Auszeichnung bei internationalem Symposium
Für internationale Aufmerksamkeit hat die Chemnitzer Entwicklung beim "10th International Symposium on Electrochemical Impedance Analysis 2014" in Bulgarien gesorgt. Thomas Günther erhielt hier für seinen Vortrag den "Best Presentation Award". "Dass wir als Ingenieure bei einer solchen Konferenz, die sich hauptsächlich an Chemiker richtet, diese Auszeichnung erhalten haben, ist eine ganz besondere Ehre", schätzt Kanoun ein.
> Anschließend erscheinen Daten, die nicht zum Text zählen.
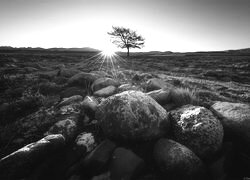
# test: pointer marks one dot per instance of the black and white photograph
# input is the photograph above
(124, 89)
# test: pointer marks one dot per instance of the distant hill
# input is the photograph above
(84, 49)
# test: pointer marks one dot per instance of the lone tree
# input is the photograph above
(126, 38)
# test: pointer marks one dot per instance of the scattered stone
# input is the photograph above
(67, 127)
(125, 164)
(103, 82)
(75, 177)
(85, 142)
(68, 73)
(177, 161)
(49, 88)
(70, 100)
(105, 92)
(89, 105)
(127, 87)
(155, 84)
(96, 161)
(104, 176)
(235, 118)
(197, 128)
(160, 96)
(82, 79)
(132, 115)
(71, 91)
(21, 162)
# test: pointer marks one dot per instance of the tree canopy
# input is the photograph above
(126, 38)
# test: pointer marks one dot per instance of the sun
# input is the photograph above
(108, 52)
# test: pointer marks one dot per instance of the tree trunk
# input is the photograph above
(128, 52)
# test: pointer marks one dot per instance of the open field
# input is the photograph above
(37, 87)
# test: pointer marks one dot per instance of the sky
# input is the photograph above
(166, 25)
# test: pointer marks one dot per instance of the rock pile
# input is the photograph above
(118, 132)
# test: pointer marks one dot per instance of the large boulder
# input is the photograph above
(21, 162)
(103, 82)
(105, 92)
(125, 164)
(132, 115)
(197, 128)
(156, 83)
(68, 127)
(70, 100)
(177, 161)
(71, 91)
(96, 161)
(160, 95)
(89, 105)
(82, 79)
(235, 118)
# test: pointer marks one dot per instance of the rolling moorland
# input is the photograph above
(35, 80)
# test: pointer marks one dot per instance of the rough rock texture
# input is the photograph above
(21, 162)
(71, 91)
(160, 96)
(132, 115)
(96, 161)
(198, 129)
(103, 82)
(177, 161)
(67, 127)
(70, 100)
(126, 87)
(125, 164)
(105, 92)
(155, 83)
(85, 141)
(89, 105)
(235, 118)
(82, 79)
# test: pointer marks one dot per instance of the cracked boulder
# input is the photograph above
(177, 161)
(132, 115)
(235, 118)
(197, 128)
(21, 162)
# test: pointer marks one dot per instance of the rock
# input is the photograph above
(220, 166)
(67, 127)
(132, 115)
(50, 88)
(96, 161)
(71, 91)
(89, 105)
(82, 79)
(21, 162)
(126, 87)
(85, 142)
(105, 92)
(75, 177)
(160, 96)
(70, 100)
(235, 118)
(104, 82)
(125, 164)
(198, 129)
(36, 124)
(155, 83)
(104, 176)
(68, 73)
(177, 161)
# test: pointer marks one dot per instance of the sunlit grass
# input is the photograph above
(107, 61)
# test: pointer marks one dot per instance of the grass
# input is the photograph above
(182, 96)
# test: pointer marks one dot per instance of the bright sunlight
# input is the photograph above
(109, 52)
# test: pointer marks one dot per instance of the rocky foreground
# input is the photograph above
(123, 131)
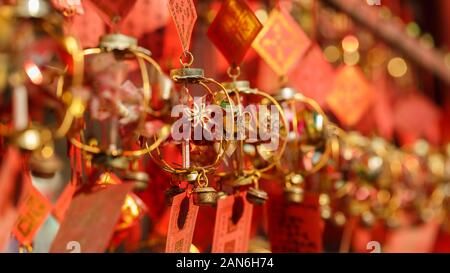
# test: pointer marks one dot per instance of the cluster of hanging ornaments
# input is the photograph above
(118, 109)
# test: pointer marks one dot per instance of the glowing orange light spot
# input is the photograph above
(350, 44)
(33, 73)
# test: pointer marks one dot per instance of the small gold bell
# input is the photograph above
(257, 196)
(204, 196)
(171, 193)
(293, 195)
(314, 127)
(140, 180)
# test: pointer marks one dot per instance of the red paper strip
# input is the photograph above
(313, 76)
(234, 29)
(32, 214)
(183, 215)
(351, 91)
(281, 43)
(231, 234)
(139, 23)
(63, 203)
(184, 15)
(10, 189)
(114, 11)
(91, 219)
(412, 124)
(295, 228)
(69, 7)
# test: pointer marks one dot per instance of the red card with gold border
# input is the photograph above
(32, 214)
(91, 219)
(114, 11)
(281, 42)
(234, 29)
(295, 227)
(183, 215)
(351, 95)
(12, 190)
(233, 223)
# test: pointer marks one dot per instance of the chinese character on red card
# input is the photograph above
(184, 15)
(32, 214)
(351, 90)
(91, 219)
(114, 11)
(63, 203)
(295, 228)
(183, 215)
(232, 227)
(414, 239)
(69, 7)
(281, 43)
(234, 29)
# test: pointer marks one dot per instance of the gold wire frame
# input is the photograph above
(202, 81)
(275, 159)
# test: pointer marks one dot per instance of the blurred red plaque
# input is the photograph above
(234, 29)
(281, 43)
(91, 219)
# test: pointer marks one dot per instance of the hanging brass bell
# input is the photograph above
(111, 162)
(204, 196)
(44, 166)
(140, 180)
(257, 196)
(171, 193)
(293, 195)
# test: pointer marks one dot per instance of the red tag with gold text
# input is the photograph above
(184, 15)
(232, 227)
(91, 219)
(351, 90)
(63, 203)
(281, 43)
(183, 215)
(234, 29)
(295, 228)
(32, 214)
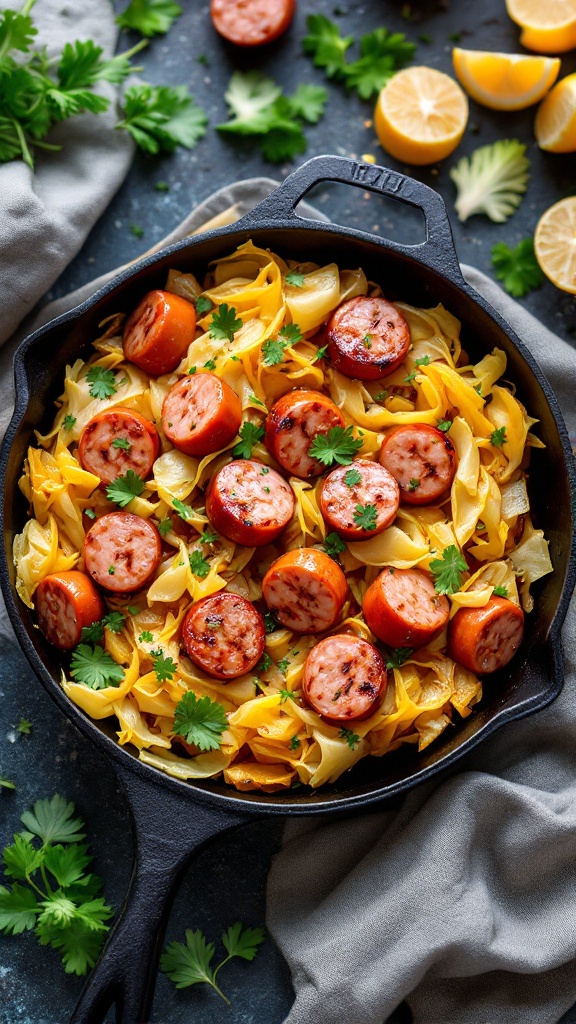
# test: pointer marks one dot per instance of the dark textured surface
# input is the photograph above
(225, 882)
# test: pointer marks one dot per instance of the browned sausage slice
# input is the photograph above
(403, 608)
(249, 503)
(361, 508)
(201, 414)
(421, 459)
(122, 551)
(344, 678)
(305, 590)
(224, 635)
(293, 423)
(66, 602)
(368, 338)
(116, 440)
(484, 640)
(251, 23)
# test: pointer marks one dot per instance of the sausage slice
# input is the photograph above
(363, 508)
(368, 338)
(116, 440)
(66, 602)
(305, 590)
(344, 678)
(224, 635)
(403, 608)
(484, 640)
(293, 423)
(251, 23)
(421, 459)
(158, 332)
(201, 414)
(122, 551)
(248, 503)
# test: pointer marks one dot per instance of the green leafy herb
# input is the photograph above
(160, 118)
(224, 323)
(399, 656)
(351, 737)
(164, 668)
(365, 516)
(498, 437)
(448, 570)
(201, 721)
(190, 965)
(94, 668)
(101, 382)
(123, 488)
(150, 17)
(51, 893)
(518, 267)
(492, 180)
(337, 445)
(258, 109)
(333, 545)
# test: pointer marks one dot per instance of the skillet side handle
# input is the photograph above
(167, 832)
(438, 251)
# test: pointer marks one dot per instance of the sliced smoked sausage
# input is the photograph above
(484, 640)
(361, 508)
(122, 551)
(248, 503)
(368, 338)
(305, 590)
(224, 635)
(403, 608)
(201, 414)
(421, 459)
(293, 423)
(344, 678)
(158, 332)
(251, 23)
(66, 602)
(116, 440)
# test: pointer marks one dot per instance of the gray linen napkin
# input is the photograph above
(463, 900)
(46, 215)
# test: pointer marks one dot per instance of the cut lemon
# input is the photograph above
(554, 244)
(420, 116)
(548, 26)
(556, 120)
(504, 81)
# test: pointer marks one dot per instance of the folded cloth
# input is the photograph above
(462, 901)
(46, 214)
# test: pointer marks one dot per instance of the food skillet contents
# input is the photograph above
(280, 523)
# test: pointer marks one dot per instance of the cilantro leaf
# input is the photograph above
(101, 382)
(150, 17)
(250, 434)
(448, 570)
(94, 668)
(518, 267)
(498, 437)
(199, 565)
(161, 118)
(337, 445)
(123, 488)
(201, 721)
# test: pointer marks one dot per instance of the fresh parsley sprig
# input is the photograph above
(51, 893)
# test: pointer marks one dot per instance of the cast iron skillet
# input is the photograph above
(166, 836)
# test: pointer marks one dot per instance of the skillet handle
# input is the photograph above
(167, 832)
(437, 251)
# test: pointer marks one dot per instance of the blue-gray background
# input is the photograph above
(225, 882)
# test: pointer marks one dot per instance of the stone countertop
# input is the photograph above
(225, 882)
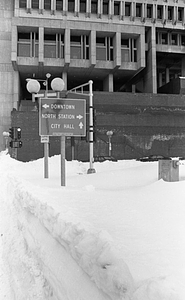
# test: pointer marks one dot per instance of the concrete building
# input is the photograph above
(123, 46)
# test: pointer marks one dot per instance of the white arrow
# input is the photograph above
(45, 105)
(79, 117)
(81, 125)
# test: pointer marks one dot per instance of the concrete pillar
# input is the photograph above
(64, 77)
(108, 85)
(92, 45)
(167, 75)
(67, 46)
(41, 45)
(183, 67)
(6, 69)
(140, 43)
(117, 49)
(150, 79)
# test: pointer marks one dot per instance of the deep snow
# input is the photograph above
(116, 234)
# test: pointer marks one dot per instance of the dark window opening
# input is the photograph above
(183, 40)
(71, 5)
(47, 4)
(28, 43)
(138, 10)
(94, 7)
(170, 13)
(35, 4)
(83, 6)
(105, 7)
(159, 12)
(127, 9)
(116, 8)
(59, 5)
(174, 39)
(180, 14)
(149, 11)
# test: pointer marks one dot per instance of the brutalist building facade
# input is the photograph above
(133, 51)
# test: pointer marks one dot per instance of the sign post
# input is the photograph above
(62, 117)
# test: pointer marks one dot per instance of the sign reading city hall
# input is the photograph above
(62, 117)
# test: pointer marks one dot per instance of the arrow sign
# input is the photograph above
(45, 106)
(59, 117)
(81, 125)
(79, 117)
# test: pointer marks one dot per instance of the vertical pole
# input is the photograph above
(62, 148)
(46, 155)
(91, 142)
(72, 148)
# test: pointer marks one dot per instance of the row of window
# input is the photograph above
(125, 8)
(28, 44)
(170, 38)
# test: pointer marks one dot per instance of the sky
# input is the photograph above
(117, 234)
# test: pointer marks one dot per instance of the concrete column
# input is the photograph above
(14, 46)
(64, 77)
(92, 45)
(140, 43)
(167, 75)
(117, 49)
(67, 46)
(160, 79)
(183, 67)
(53, 7)
(41, 45)
(108, 85)
(150, 79)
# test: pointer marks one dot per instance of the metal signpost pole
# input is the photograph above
(91, 130)
(62, 147)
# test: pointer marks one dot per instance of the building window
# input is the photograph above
(105, 7)
(22, 3)
(47, 4)
(35, 4)
(59, 5)
(71, 5)
(127, 9)
(170, 13)
(180, 13)
(104, 48)
(79, 47)
(159, 11)
(149, 11)
(54, 45)
(116, 8)
(128, 50)
(182, 40)
(94, 6)
(138, 10)
(174, 39)
(83, 6)
(164, 38)
(28, 44)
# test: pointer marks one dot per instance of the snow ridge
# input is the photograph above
(92, 250)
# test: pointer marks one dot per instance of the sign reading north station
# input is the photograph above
(62, 117)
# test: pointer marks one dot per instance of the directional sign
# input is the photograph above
(62, 117)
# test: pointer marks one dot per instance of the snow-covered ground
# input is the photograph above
(116, 234)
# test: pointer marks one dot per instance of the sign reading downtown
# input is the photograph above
(62, 117)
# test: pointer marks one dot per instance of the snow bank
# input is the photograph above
(92, 251)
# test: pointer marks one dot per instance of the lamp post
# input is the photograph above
(109, 134)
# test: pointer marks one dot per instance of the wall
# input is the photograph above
(7, 84)
(142, 124)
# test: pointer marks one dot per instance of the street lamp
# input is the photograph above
(109, 134)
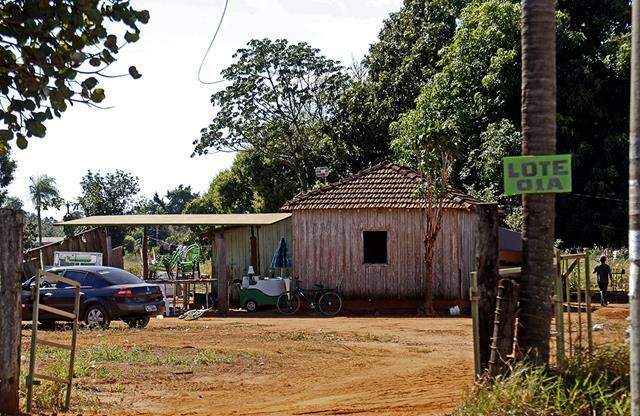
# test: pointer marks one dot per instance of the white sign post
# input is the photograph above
(76, 258)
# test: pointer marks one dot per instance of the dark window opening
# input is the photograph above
(375, 247)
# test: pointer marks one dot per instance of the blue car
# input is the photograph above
(106, 293)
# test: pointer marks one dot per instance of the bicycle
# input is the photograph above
(328, 301)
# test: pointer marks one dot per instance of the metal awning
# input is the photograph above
(179, 219)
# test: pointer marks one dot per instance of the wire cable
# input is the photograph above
(215, 35)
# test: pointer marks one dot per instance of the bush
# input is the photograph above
(597, 385)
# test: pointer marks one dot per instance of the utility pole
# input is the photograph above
(634, 210)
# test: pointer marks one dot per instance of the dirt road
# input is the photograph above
(276, 366)
(269, 365)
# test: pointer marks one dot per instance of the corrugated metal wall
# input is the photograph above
(328, 248)
(239, 246)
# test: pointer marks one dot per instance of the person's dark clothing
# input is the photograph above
(603, 271)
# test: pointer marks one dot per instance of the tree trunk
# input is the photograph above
(634, 212)
(538, 138)
(11, 223)
(487, 269)
(428, 277)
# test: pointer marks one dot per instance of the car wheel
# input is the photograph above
(97, 317)
(251, 306)
(137, 322)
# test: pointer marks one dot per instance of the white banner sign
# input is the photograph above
(76, 258)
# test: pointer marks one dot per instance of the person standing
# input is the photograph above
(603, 271)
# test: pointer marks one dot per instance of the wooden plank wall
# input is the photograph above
(93, 240)
(328, 249)
(239, 247)
(117, 257)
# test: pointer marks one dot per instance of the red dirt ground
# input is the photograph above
(290, 366)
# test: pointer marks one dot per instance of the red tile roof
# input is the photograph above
(386, 185)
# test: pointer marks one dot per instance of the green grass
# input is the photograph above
(102, 363)
(597, 385)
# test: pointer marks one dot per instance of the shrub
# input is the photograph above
(597, 385)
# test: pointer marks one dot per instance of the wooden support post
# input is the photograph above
(109, 251)
(11, 223)
(473, 296)
(145, 253)
(579, 299)
(212, 240)
(570, 326)
(504, 326)
(487, 275)
(223, 295)
(559, 311)
(253, 242)
(587, 273)
(259, 269)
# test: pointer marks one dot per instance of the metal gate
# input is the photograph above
(573, 291)
(33, 377)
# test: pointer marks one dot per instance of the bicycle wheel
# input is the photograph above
(330, 303)
(288, 303)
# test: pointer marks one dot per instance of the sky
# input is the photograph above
(154, 120)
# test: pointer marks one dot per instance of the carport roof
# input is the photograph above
(179, 219)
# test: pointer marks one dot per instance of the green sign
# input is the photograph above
(537, 174)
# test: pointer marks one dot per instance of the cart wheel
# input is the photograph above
(251, 306)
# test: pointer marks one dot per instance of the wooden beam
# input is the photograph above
(504, 327)
(253, 242)
(109, 251)
(11, 224)
(145, 253)
(488, 275)
(212, 240)
(223, 295)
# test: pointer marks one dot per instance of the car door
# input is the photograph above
(64, 295)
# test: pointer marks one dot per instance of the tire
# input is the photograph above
(138, 322)
(97, 317)
(288, 304)
(251, 305)
(330, 304)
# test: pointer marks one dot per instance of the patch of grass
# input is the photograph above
(105, 362)
(369, 337)
(597, 385)
(296, 336)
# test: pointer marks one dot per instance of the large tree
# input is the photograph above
(398, 65)
(7, 168)
(111, 193)
(52, 55)
(538, 138)
(280, 102)
(477, 91)
(44, 194)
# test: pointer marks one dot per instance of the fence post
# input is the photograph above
(487, 275)
(587, 273)
(504, 326)
(559, 309)
(223, 295)
(11, 223)
(473, 296)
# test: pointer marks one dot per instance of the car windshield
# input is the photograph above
(118, 277)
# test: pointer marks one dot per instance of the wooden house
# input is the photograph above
(364, 234)
(255, 246)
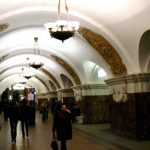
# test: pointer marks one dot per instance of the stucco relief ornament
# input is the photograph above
(78, 95)
(120, 94)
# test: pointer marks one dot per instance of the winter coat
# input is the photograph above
(62, 124)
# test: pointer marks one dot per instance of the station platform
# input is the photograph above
(85, 137)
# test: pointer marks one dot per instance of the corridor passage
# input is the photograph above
(85, 137)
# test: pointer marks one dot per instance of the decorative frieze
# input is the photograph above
(90, 90)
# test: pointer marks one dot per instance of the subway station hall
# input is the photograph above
(78, 67)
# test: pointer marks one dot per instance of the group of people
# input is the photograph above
(62, 121)
(18, 112)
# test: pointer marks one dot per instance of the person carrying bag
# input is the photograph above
(54, 144)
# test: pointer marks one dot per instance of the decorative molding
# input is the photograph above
(120, 94)
(105, 49)
(68, 69)
(3, 26)
(52, 77)
(90, 90)
(136, 83)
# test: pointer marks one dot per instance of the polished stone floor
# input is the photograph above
(85, 137)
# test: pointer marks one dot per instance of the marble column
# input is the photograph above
(130, 106)
(93, 100)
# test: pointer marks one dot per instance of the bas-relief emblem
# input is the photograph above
(105, 49)
(68, 68)
(120, 94)
(78, 95)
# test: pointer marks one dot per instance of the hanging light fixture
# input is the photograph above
(27, 74)
(35, 64)
(22, 80)
(62, 29)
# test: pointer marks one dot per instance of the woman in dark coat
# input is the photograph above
(62, 125)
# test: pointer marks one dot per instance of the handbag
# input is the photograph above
(54, 144)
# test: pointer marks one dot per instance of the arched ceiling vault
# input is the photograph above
(109, 38)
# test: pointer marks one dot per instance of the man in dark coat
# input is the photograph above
(24, 118)
(62, 125)
(13, 117)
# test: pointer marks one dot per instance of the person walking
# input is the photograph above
(62, 125)
(24, 118)
(44, 111)
(13, 118)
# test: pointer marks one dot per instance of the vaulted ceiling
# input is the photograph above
(113, 39)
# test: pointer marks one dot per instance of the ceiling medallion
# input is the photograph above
(62, 29)
(3, 26)
(37, 64)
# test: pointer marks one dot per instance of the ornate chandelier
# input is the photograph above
(62, 29)
(36, 65)
(27, 74)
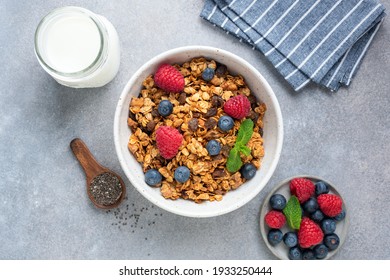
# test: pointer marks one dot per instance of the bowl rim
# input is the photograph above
(160, 59)
(279, 185)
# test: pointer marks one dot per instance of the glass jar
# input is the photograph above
(77, 48)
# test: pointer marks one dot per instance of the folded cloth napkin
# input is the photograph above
(322, 41)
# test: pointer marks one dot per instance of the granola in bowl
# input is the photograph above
(195, 114)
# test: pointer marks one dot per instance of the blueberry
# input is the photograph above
(225, 123)
(321, 187)
(331, 241)
(208, 74)
(308, 255)
(182, 174)
(153, 177)
(277, 201)
(248, 171)
(290, 239)
(165, 108)
(340, 216)
(295, 253)
(317, 216)
(328, 226)
(274, 236)
(320, 251)
(311, 205)
(213, 147)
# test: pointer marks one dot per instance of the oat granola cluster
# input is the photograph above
(195, 114)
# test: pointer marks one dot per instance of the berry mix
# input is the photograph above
(196, 130)
(311, 215)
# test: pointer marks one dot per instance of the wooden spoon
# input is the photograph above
(92, 169)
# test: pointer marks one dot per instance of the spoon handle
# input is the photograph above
(91, 167)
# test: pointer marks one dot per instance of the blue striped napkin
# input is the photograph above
(322, 41)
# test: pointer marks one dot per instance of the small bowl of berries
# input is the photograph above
(304, 218)
(198, 131)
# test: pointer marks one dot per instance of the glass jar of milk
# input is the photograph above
(77, 48)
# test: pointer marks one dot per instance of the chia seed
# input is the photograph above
(105, 189)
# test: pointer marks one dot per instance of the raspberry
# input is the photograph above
(168, 141)
(309, 233)
(275, 219)
(330, 204)
(302, 188)
(237, 107)
(169, 78)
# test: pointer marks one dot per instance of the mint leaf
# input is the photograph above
(245, 132)
(245, 150)
(293, 213)
(234, 162)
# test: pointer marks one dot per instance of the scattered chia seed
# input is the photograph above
(105, 189)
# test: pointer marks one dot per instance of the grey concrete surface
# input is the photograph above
(44, 209)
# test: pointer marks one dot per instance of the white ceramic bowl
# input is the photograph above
(280, 250)
(273, 133)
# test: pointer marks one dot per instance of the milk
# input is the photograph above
(78, 48)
Grundlagen für die Entwicklung lieferte die Chemnitzer Nachwuchsforschergruppe "Adaptive Antriebe für die Elektromobilität" (AdAntE), die vom Europäischen Sozialfonds und der Sächsischen Aufbaubank gefördert wird. Anwendungsbezogen vorangebracht wurde sie im Projekt "Smart-LIC", das Teil der European Green Cars Initiative ist. Neben der Professur Mess- und Sensortechnik der TU Chemnitz war auch das Fraunhofer-Institut für Elektronische Nanosysteme ENAS in Chemnitz und Paderborn an diesem Projekt beteiligt. Darüber hinaus sind am EU-Projekt neben großen Automobilzulieferern (Continental, KEMET/Manz AG) auch Halbleiterhersteller (ST-Microelectronics) sowie die Berliner Nanotest beteiligt.